AHPA Legal Alert
Editor's Note: David Kroll, a prominent pharmacologist recently published a column in Forbes criticizing FDA's recent assessment of kratom. Among other shortcomings, Kroll noted that FDA failed to read 20 years of published scientific literature, didn't demonstrate any mastery of current research on the biochemical pharmacology of opioids, was overly reliant on unpublished data from a computational model and made safety conclusions based on confirmation bias and in the absence of considering the impact of a kratom ban on public health. 

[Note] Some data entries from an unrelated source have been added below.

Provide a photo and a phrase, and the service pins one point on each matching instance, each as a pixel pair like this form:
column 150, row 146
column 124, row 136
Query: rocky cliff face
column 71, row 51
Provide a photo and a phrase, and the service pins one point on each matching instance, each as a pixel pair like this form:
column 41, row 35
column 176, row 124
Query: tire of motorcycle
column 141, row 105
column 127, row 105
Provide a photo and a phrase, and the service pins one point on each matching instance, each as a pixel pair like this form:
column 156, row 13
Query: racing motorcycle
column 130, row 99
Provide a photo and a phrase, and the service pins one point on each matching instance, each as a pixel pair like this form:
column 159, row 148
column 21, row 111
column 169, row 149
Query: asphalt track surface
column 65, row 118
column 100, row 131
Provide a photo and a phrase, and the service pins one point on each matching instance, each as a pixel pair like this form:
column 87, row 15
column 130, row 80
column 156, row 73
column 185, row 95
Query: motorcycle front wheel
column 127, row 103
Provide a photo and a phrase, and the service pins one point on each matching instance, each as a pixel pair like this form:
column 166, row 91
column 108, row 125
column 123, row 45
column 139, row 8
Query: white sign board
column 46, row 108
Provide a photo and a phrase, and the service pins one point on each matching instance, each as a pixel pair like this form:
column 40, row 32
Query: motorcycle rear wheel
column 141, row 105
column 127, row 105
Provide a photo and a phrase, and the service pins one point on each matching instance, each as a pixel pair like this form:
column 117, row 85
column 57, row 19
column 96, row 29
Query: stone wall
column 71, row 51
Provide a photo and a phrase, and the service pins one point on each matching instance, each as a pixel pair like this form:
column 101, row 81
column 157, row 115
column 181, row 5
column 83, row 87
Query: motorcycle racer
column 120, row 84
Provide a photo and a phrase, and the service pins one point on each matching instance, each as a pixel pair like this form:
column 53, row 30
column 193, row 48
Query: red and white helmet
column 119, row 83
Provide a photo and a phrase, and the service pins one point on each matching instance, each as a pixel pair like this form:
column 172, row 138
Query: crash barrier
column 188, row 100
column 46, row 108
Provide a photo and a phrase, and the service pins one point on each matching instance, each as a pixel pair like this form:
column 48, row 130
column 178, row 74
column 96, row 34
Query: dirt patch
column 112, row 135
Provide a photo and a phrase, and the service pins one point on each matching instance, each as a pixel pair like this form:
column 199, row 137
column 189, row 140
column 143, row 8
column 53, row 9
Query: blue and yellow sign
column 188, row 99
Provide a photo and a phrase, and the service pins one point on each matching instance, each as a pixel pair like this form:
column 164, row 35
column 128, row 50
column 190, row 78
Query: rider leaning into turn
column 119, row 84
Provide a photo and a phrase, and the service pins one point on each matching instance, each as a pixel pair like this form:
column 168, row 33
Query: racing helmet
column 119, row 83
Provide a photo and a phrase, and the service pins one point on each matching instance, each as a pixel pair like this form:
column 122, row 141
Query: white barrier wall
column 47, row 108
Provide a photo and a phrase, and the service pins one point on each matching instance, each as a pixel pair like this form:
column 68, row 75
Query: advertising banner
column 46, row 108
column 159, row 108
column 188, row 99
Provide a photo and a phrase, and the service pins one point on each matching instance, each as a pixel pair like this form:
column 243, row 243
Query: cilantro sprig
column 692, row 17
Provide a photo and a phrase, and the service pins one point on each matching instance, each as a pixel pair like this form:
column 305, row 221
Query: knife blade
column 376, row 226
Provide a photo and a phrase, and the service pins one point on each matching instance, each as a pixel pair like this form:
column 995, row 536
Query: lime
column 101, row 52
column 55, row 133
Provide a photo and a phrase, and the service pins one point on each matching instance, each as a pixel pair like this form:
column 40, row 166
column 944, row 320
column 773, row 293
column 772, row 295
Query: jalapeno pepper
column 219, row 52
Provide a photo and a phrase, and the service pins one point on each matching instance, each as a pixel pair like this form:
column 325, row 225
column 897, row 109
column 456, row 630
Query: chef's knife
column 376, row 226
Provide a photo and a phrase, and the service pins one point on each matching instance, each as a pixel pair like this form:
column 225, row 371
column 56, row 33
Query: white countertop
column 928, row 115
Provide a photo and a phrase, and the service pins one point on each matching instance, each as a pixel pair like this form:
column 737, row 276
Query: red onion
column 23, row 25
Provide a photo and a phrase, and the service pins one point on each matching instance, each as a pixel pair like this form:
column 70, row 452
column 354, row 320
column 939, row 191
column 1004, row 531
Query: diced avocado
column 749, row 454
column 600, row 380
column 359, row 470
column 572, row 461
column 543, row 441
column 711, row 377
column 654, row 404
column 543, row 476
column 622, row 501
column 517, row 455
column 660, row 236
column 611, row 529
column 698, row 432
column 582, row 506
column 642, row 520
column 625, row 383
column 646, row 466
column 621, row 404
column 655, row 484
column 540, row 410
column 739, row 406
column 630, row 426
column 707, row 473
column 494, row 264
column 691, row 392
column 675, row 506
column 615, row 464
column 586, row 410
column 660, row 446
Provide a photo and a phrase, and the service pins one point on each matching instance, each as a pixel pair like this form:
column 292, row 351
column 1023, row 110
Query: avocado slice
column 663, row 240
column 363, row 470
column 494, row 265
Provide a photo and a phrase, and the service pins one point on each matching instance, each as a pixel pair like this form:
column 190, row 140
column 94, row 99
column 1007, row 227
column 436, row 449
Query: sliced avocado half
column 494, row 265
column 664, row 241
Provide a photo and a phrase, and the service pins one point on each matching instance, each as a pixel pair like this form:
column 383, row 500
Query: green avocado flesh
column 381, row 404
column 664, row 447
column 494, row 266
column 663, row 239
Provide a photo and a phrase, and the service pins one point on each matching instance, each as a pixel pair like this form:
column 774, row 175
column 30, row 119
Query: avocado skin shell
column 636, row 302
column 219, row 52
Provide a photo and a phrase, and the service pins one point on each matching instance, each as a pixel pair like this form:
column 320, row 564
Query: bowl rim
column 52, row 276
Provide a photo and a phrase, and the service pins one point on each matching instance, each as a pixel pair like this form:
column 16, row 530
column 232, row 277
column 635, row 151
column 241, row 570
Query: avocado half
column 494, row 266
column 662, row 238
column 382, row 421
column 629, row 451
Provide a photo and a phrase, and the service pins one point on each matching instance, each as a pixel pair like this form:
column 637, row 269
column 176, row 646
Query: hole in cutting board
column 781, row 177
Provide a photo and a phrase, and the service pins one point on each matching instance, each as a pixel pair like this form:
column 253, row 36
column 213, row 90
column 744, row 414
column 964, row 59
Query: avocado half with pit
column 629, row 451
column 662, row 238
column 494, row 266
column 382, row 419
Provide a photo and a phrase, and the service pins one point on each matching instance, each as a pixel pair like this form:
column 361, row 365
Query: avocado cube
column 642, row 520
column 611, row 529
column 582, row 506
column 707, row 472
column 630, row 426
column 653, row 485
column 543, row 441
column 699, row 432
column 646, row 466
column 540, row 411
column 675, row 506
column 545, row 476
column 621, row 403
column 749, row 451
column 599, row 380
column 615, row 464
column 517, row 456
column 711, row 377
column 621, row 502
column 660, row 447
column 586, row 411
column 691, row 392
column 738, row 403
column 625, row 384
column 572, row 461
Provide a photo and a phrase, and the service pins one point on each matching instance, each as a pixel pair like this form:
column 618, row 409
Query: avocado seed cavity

Nine scientists from leading research institutions also criticized FDA's assessment of kratom. In a letter to the Trump Administration, they requested FDA to "protect the American public by appropriate regulation of kratom, as the FDA's Office of Dietary Supplements has been working toward." 

Forbes
February 9, 2018


Along with Tuesday's FDA warning, the agency also released  a 164-page document with case details on 28 deaths where kratom was present, first referred to in the November 2017 advisory. This report joins another from December showing  details of eight other deaths. Nick Wing, a  Huffington Post senior reporter,   dissected these fatal adverse reaction reports and found that in many, kratom and its constituents were likely innocent bystanders. The agency even includes among kratom-associated deaths cases of fatalities by hanging, gunshot and others where kratom was adulterated with the active metabolite of a prescription opioid,  O-desmethyltramadol.

My take? If Dr. Gottlieb's statement were a pharmacology graduate student's written qualifying exam answer to a question seeking an objective assessment of kratom pharmacology and toxicology, I'd have no choice but to issue a failing grade.